Internally, formats are represented using a compositional structure rather than a flat enum:

```
Format
├── Date { date: DateFmt }
├── DateTime { date: DateFmt, sep: Separator, time: TimeFmt, tz: Option<Timezone>, spaced_tz: bool }
└── Unix { precision: UnixPrecision }
```

All combinations of the above components are tried automatically.

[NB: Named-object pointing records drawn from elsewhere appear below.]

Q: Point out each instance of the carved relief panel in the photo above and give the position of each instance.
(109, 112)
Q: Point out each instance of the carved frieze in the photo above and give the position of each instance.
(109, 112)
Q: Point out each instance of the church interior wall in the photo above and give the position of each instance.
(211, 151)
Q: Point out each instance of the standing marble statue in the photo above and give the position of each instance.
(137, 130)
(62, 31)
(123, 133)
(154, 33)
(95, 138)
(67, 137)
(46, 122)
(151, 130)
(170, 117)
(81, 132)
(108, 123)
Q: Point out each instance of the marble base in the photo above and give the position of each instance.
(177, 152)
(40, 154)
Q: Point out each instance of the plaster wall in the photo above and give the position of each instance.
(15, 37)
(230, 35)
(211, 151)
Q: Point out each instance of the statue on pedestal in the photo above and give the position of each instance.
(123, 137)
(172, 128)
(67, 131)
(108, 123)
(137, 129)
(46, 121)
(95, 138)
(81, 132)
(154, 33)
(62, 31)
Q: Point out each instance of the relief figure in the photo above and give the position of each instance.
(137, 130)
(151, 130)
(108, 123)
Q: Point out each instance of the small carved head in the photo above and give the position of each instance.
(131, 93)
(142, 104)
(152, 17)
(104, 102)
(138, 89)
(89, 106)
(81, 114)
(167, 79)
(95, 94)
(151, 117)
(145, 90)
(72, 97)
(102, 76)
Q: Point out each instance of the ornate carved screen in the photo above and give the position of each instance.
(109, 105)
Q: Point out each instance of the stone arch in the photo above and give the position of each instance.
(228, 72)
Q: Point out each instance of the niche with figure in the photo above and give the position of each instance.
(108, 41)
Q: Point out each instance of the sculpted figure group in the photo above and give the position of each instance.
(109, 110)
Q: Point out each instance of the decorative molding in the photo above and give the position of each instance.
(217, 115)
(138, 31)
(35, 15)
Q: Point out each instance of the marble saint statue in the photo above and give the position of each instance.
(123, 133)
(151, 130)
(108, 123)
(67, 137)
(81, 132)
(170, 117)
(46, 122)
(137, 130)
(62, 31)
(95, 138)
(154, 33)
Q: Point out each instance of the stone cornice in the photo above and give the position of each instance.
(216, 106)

Structurally invalid ones (e.g. a value whose first character isn't `T` or space at the separator position) are eliminated by the parser on the first value, so the performance cost is negligible.

Adding a new format variant (e.g. named timezones) requires a single new enum variant and a validator — no changes to the combinatorial logic.

## Installation

Requires [Rust](https://www.rust-lang.org/) and [maturin](https://github.com/PyO3/maturin).

```sh
pip install maturin
maturin develop --release
```

For development (uses [uv](https://github.com/astral-sh/uv) for reproducible installs):

```sh
uv sync --all-extras
maturin develop --release
bash build-and-test.sh
```

## Usage

### Quick start

```python
import polars as pl
import infer_ts

df = pl.DataFrame({"ts": ["2024-01-15T10:30:00", "2024-06-20T08:00:00"]})

# Series → Series
series = infer_ts.to_datetime(df["ts"])

# Column name → Expr  (works inside lazy frames too)
df = df.with_columns(infer_ts.to_datetime("ts"))

# Expr → Expr
df = df.with_columns(infer_ts.to_datetime(pl.col("ts")))

# Namespace style (equivalent to the Expr form above)
df = df.with_columns(pl.col("ts").infer_ts.to_datetime())

# Control the output time unit (default: "us")
df = df.with_columns(infer_ts.to_datetime("ts", time_unit="ns"))

# Infer the format strings only (returns a list of all matching formats)
fmts = infer_ts.infer_format(df["ts"])
```

### Basic inference

```python
import infer_ts

# Returns a list of compatible formats
fmts = infer_ts.infer_format([
    "2024-01-15T10:30:00",
    "2024-06-20T08:00:00",
    None,                       # nulls are skipped
])
print(fmts)       # ["%Y-%m-%dT%H:%M:%S"]
print(fmts[0])    # "%Y-%m-%dT%H:%M:%S"

# Use exhaustive=True to process all values
fmts = infer_ts.infer_format(["01/02/2024", "03/04/2024"], exhaustive=True)
print(fmts)  # ["%d/%m/%Y", "%m/%d/%Y"] - both US and EU formats match
```

### Polars – using the inferred format directly

If you need the format string itself (e.g. to pass to other tools), use `infer_format` and call `str.to_datetime` manually:

```python
import polars as pl
import infer_ts

df = pl.DataFrame({"ts": ["2024-01-15T10:30:00", "2024-06-20T08:00:00"]})

fmts = infer_ts.infer_format(df["ts"])
# Use first format (or handle multiple if ambiguous)
fmt = fmts[0]
df = df.with_columns(pl.col("ts").str.to_datetime(format=fmt))
```

### Polars – Unix epoch formats

`infer_format` returns a `@`-prefixed marker for epoch columns (e.g. `@unix_seconds`, `@unix_ms`, `@unix_us`, `@unix_ns`). `to_datetime` handles these automatically with correct integer scaling — no manual casting needed:

```python
import polars as pl
import infer_ts

df = pl.DataFrame({"ts": ["1705312200", "1705398600"]})

df = df.with_columns(infer_ts.to_datetime("ts"))       # Expr form
result = infer_ts.to_datetime(df["ts"])                # Series form
```

## Handling ambiguity

US and EU slash dates are inherently ambiguous when every day value is ≤ 12. Instead of raising an error, the library returns all compatible formats:

```python
import infer_ts

# Ambiguous – both mm/dd and dd/mm interpretations are valid for every row
fmts = infer_ts.infer_format(["01/02/2024", "03/04/2024"])
print(fmts)       # ["%d/%m/%Y", "%m/%d/%Y"]
print(len(fmts))  # 2 - caller can choose or prompt user

# Resolved – day 15 > 12 eliminates the US interpretation
fmts = infer_ts.infer_format(["01/02/2024", "15/03/2024"])
print(fmts)  # ["%d/%m/%Y"] - uniquely EU

# No match returns empty list
fmts = infer_ts.infer_format(["not a timestamp"])
print(fmts)  # []
```

## Contributing

This project was developed with heavy use of LLM agents (primarily Claude) for both the initial implementation and subsequent refinement. If you spot a bug, an edge case the parser mishandles, or a timestamp format that should be supported, issues and pull requests are very welcome.